Esse posicionamento aponta para o enfraquecimento da unidade lusófona. Ao mesmo tempo, entendemos, após estudar vida e obra do autor que, a defesa do iberismo em detrimento da lusofonia é também uma resposta de Saramago às críticas e proibições feitas, pelos próprios portugueses, às suas obras e posicionamentos políticos. (H. L.)

SAIBA MAIS

CUNHA, Luís. Terras lusitanas e gentes dos Brasis: a nação e o seu retrato literário. Revista de Ciências Sociais, v. 40, n. 2, 2009

FREIXO, Adriano de. Minha pátria é a língua portuguesa: a construção da ideia de Lusofonia em Portugal. Rio de Janeiro: Apicuri, 2009

PAZ, Octavio. Signos em rotação. São Paulo: Perspectiva, 1976

PETSCHEN, Santiago. Jornal Diário de Noticias, Madrid, out. 2013.
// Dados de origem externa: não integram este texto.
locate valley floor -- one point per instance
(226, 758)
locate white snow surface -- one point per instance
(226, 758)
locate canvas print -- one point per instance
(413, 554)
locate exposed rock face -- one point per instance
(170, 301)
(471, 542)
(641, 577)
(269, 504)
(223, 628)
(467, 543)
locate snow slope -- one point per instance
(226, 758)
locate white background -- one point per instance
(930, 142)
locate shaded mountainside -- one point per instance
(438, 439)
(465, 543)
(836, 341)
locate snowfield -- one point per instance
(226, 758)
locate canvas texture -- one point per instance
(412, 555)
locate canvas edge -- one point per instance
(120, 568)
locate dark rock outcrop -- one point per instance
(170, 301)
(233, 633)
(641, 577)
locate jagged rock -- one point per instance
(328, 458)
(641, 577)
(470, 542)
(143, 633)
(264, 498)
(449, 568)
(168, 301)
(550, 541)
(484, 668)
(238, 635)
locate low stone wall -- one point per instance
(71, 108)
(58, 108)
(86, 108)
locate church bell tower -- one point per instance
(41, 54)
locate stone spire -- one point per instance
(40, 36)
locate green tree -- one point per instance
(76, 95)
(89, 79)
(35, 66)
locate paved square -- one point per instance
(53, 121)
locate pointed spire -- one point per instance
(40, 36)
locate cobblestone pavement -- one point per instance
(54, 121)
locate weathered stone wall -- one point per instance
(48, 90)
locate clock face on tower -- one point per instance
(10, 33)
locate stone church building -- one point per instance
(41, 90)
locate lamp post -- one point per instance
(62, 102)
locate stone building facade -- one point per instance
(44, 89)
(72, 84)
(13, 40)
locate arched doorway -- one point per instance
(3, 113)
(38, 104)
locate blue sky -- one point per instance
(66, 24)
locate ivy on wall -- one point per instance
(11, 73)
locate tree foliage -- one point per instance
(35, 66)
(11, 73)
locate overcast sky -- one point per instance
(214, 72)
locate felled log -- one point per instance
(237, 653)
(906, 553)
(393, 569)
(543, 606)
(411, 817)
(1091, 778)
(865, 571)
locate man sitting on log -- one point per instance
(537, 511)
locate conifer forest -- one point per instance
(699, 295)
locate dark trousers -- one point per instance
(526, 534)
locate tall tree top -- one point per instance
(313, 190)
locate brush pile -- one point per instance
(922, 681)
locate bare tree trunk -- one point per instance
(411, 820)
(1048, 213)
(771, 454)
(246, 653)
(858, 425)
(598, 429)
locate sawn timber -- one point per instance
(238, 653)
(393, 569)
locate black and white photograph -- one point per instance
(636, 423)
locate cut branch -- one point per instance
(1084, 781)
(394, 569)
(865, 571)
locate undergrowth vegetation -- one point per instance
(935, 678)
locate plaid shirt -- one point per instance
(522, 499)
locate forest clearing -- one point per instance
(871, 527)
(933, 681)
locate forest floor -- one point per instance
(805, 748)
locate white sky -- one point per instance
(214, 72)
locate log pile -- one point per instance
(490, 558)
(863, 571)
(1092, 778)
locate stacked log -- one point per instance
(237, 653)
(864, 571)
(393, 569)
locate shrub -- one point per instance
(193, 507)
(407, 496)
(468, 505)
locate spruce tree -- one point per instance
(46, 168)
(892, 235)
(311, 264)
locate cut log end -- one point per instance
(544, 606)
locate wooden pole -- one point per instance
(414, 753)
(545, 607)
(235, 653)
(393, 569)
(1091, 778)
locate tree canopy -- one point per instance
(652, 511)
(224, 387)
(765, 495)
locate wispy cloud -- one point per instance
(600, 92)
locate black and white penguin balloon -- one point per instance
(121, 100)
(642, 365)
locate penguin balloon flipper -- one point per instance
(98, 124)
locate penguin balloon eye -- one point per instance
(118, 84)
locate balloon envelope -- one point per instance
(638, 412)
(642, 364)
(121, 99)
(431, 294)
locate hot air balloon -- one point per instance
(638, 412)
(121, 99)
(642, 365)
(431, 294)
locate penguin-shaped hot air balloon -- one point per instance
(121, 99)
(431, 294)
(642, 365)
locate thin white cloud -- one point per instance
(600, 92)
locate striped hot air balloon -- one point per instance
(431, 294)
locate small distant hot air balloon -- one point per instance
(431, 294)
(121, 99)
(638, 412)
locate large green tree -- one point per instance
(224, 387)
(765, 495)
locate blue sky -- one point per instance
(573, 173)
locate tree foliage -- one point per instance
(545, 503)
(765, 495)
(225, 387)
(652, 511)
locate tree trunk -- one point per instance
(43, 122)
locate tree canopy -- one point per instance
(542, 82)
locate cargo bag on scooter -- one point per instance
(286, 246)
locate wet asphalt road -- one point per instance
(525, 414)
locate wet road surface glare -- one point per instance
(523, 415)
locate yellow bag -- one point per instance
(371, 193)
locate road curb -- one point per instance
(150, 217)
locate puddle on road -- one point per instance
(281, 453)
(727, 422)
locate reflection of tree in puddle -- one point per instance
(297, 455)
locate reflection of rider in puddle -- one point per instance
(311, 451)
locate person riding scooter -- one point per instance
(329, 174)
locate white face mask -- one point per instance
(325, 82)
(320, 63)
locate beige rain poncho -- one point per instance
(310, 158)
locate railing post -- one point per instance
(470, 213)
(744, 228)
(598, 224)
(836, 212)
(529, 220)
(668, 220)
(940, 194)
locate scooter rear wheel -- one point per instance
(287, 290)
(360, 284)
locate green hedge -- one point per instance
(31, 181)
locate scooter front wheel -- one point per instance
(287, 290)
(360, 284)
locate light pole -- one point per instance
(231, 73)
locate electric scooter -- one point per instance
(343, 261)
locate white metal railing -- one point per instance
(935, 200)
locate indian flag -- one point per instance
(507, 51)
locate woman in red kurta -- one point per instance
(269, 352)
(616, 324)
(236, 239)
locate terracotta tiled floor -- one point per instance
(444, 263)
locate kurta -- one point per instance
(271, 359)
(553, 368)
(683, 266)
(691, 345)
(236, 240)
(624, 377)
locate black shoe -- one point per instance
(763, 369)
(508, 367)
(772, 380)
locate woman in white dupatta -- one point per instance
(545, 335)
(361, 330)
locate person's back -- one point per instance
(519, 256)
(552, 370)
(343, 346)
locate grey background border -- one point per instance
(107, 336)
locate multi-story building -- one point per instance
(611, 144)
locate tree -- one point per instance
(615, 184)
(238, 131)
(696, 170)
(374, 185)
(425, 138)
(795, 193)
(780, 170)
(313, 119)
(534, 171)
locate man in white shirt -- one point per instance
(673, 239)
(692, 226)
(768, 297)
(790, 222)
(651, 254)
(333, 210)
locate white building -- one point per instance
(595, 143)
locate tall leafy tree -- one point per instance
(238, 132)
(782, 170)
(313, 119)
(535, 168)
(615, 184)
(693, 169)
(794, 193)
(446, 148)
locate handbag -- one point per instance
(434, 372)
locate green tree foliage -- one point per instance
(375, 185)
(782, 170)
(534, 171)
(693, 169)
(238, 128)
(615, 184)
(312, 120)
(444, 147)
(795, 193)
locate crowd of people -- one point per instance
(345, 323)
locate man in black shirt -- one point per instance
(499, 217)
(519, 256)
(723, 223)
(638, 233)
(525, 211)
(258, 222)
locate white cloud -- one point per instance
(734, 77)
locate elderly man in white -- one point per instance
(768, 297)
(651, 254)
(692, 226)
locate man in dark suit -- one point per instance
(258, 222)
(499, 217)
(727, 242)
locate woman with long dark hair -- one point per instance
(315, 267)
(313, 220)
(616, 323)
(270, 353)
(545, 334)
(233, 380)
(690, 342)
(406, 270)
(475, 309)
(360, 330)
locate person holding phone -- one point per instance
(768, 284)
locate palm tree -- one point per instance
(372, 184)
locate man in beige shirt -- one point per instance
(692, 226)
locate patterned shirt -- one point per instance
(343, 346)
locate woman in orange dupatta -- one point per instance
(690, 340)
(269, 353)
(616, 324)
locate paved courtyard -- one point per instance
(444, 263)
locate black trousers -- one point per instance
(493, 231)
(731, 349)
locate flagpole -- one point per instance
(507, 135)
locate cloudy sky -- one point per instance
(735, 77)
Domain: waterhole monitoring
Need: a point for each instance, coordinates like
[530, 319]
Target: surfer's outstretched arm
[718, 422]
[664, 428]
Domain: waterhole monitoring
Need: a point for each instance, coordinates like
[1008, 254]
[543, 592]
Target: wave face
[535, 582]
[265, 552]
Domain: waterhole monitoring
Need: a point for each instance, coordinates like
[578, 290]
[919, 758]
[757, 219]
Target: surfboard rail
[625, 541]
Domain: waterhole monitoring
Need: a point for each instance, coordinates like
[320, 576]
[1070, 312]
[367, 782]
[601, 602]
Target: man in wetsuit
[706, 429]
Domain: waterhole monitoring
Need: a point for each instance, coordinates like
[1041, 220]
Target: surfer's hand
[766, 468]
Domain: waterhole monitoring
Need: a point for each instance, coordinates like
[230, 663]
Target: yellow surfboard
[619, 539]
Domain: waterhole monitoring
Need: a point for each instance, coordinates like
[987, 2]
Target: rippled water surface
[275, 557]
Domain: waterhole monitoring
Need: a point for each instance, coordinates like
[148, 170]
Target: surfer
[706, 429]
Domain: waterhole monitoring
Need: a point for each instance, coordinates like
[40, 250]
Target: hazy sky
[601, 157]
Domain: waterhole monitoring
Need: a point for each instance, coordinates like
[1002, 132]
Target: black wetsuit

SARAMAGO, José. A Jangada de Pedra. In: Obras de Saramago - v.III. PORTO: Lello, 1991

Trechos

TEXTO V

Os europeus, desde os máximos governantes aos cidadãos comuns, depressa se tinham acostumado, suspeita-se com um inexpressivo sentimento de alívio, à falta das terras extremas ocidentais, e se os novos mapas, rapidamente postos em circulação para atualização cultural do popular, ainda causavam à vista um certo desconforto, seria tão somente por motivos de ordem estética, ..." (SARAMAGO, 1988, p. 153).

TEXTO VI

O primeiro-ministro falou aos portugueses, e disse, Portugueses, durante os últimos dias, com súbita intensificação nas últimas vinte e quatro horas, tem vindo o nosso país a ser alvo de pressões, que sem exagero poderei classificar de inadmissíveis, provenientes de quase todos os países europeus onde, como é sabido, se tem verificado sérias alterações da ordem pública, que se viram subitamente agravadas, sem qualquer responsabilidade nossa, pela descida à rua de grandes massas de manifestantes que, de maneira entusiástica, quiseram exprimir a sua solidariedade com os países e povos da península, o que veio evidenciar uma forte contradição em que se debatem os governos da Europa, a que já não pertencemos, diante dos profundos movimentos sociais e culturais desses países, que vêem na aventura histórica em que nos achamos lançados a promessa de um futuro mais feliz e, para tudo dizer em poucas palavras, a esperança de um rejuvenescimento da humanidade. (SARAMAGO, 1988, p. 160).

TEXTO VII

...para certos europeus, verem-se livres dos incompreensíveis povos ocidentais, agora em navegação desmastreada pelo mar oceano, donde nunca deveriam ter vindo, foi, só por si, uma benfeitoria, promessa de dias ainda mais confortáveis, cada qual com seu igual, comecámos finalmente a saber o que a Europa é, se restam nela, ainda, parcelas espúrias que, mais tarde ou mais cedo, por qualquer modo se desligarão também. Apostemos que em nosso final futuro estaremos limitados a um só país, quinta-essência do espírito europeu, sublimado perfeito simples, a Europa, isto é a Suíça. (SARAMAGO, 1988, p. 153).

TEXTO VII

Não, não, a Europa não. A Europa iria acabar com a Galiza, com as Astúrias... Não espero nada de bom da Europa. Aquilo que eu acho é que a situação pode modificar-se muito a partir do momento em que ache uma Espanha federativa, em que a Espanha não seria mais já esta coisa híbrida que não se sabe se é um país só, se é um conjunto de nacionalidades, e em que as autonomias se vão conquistando muito lentamente, e pouco a pouco. A solução para a Espanha é chegar à figura de uma federação. Então as relações entre Portugal e a Espanha deixariam de ser, como são, predominantemente relações bilaterais, entre Estado e

Estado, para se tornarem relações multilaterais, relação entre Portugal e Catalunha, entre Portugal e Andaluzia, entre Portugal e a Galiza.

Neste processo, sobretudo do ponto de vista cultural, neste processo circular em tudo comunica com tudo, então penso que a situação aí se modificará.